If, however, the Sales Act should be held to apply, clearly the implied warranty that is inherent in and essentially a part of every such sale could be shown by evidence, if any, outside of the doctrine of res ipsa loquitur. In this case, the 5-ton dump truck speaks for itself as to the purpose, and it was a question for the jury to determine whether or not, in accordance with usage and custom, construed in connection with the general advertisements made by the Packard company touching such trucks, it was a part of the consideration of such sale.

It is quite clear and conclusive that the language in the written order or contract of sale, “all promises, verbal agreements, or agreements of any kind pertaining to this purchase not specified herein, are hereby expressly waived,” relates solely to any special contracts or arrangements expressly made by *338the parties outside of the general custom or usage in such sale of goods.

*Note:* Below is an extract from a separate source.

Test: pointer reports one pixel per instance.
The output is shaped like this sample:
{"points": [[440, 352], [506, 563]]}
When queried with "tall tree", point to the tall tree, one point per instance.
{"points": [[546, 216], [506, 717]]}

It in-no wise negatives or nullifies the things or matters set forth by the Packard Motor Company in its general newspaper ads which appear in evidence in this case. Whether or not the newspaper advertisements, and the things and matters therein set forth, were relied upon by the purchaser as essentially descriptive of the dump truck he purchased, and entered into the contract between the parties, is a question for the determination of the jury. Again, whether or not the repairs were fairly and justly referable to defects in the rebuilding of the truck by the Packard Company is also a question for the jury. And likewise is the related question as to how much, if any, of such repairs was made necessary by the defendant’s abuse or misuse of the truck, or in the course of the general usage of the truck. This cause should have been left to the jury for determination, under proper instructions by the trial judge as to the law of this ease, both upon defendant’s defense to the account sued upon and upon defendant’s cross-petition.

It may be urged that this is a substantial modification of the old doctrine of caveat emptor, let the buyer beware. Is it not high time, however, that that doctrine should be somewhat modified; at least that it should have no higher place in the business life of a nation than the companion doctrine, “let the seller beware.”

There is entirely too much disregard of law and truth in the business, social and political world of today. I am using this term in its broad sense. Constitutions, statutes, sound legal and ethical prin*339eiples are becoming little more than mere scraps of paper, not only between individuals, but among states and nations.

It is time to hold men to their primary engagements to tell the truth and observe the law of common honesty and fair dealing. Such a change, in my judgment, would not be so much in the line of revolution as in the line of reasonable reform. Honest men need not fear it; dishonest men should be kept in fear of it.

Judgment reversed, and cause remanded to the trial court for such other and further proceedings as are required by law.

Judgment reversed.

Hough, Jones and Matthias, JJ., concur. Robinson, J., concurs in proposition 1 of the syllabus and in the judgment, but does not concur in propositions 2 and 3 of the syllabus. Clark, J., took no part in the consideration or decision of the case.